从元组列表创建嵌套字典

Question

Given a list called outlines containing tuples: (level, title), create a nested dictionary with depth based on the level and key value based on the title.

Example list:
[(1, Abstract)
(2, Background)
(2, Methods)
(2, Results)
(3, Statistics)
(3, Images)
(1, Introduction)]

This should output:

{
"Abstract": {
    "Background": {}, 
    "Methods": {}, 
    "Results": {
        "Statistics": {},
        "Images": {}
    }
},
"Introduction": {}
}

So far I've tried a recursive solution but so far has resulted in untraceable erroneous behavior. This is the best solution I've come up with so far, but I have trouble preventing duplicates in different levels due to the predefined for-loop:

def structure(outlines, current_level=1, previous_title=''):
    section = dict()
    for i, (level, title) in enumerate(outlines):
        if level == current_level:
            section[title] = {}
            previous_title = title
        elif level > current_level:
            section[previous_title] = structure(outlines[i:], level)
        elif level < current_level:
            pass # Unknown
    return section

Any tips?

Answer 1

Assuming that the order matters then this would work:

generator = [
    (1, 'Abstract'),
    (2, 'Background'),
    (2, 'Methods'),
    (2, 'Results'),
    (3, 'Statistics'),
    (3, 'Images'),
    (1, 'Introduction')
]

# keep track of latest place in the dict
current_tree = []

# dict that you want to generate
d = {}

for i, value in generator:

    # if this, then you are at the highest level
    # so just add your value at the top
    if current_tree==[] or i==1:
        d[value] = {}
        current_tree = [value]

    # otherwise go back in the tree and add your value
    else:

        tmp_d = d
        for key in current_tree[:i-1]:
            tmp_d = tmp_d[key]

        tmp_d[value] = {}

        current_tree = current_tree[:i] + [value]

This returns:

{'Abstract': {'Background': {'Images': {}, 'Statistics': {}},
              'Methods': {},
              'Results': {}},
 'Introduction': {}}

Answer 2

This is my recursive solution:

import json
inlist = [
    (1, "Abstract"),
    (2, "Background"),
    (2, "Methods"),
    (2, "Results"),
    (3, "Statistics"),
    (3, "Images"),
    (1, "Introduction"),
]

out = dict()
# IMPORTANT: Dictionaries are ordered in Python 3.6 (under the CPython implementation at least) unlike in previous incarnations.
def addElem(dest_level, new_elem, current_container, current_level=1):
    # list(current_container.keys())[-1] gets the most recently added element at the current level.
    if (current_level < dest_level):
        addElem(dest_level, new_elem, current_container[list(current_container.keys())[-1]], current_level+1)
    else:
        current_container[new_elem] = dict()

for el in inlist:
    addElem(el[0], el[1], out)

print(json.dumps(out, indent=2))

Output:

{
  "Abstract": {
    "Background": {},
    "Methods": {},
    "Results": {
      "Statistics": {},
      "Images": {}
    }
  },
  "Introduction": {}
}

Answer 3

We already have a working solution thanks to John R. Paul, but I wanted a solution which doesn't rely on dictionaries being ordered. As an added bonus, the solution is non-recursive (although John R. Paul's solution is tail-recursive and thus can be trivially rewritten to use a while loop).
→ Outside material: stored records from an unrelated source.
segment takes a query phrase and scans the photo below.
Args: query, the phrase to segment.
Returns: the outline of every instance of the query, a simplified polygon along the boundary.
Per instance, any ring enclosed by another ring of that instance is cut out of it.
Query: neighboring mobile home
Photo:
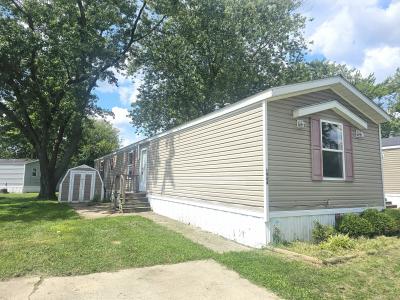
[[[342,77],[271,88],[95,161],[107,195],[237,242],[310,239],[315,220],[384,207],[380,123]],[[122,177],[123,177],[122,176]]]
[[[382,152],[385,197],[400,207],[400,136],[382,139]]]
[[[0,159],[0,189],[7,189],[9,193],[39,192],[39,161]]]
def add_all(generator_of_pairs):
    stack = [{}]
    for (level, name) in generator_of_pairs:
        del stack[level:]
        new_dict = {}
        stack[level - 1][name] = new_dict
        stack.append(new_dict)
    return stack[0]

Note that this solution assumes that nesting levels cannot increase by more than 1 from 1 element to the next - but hopefully it should be obvious that this assumption is necessary.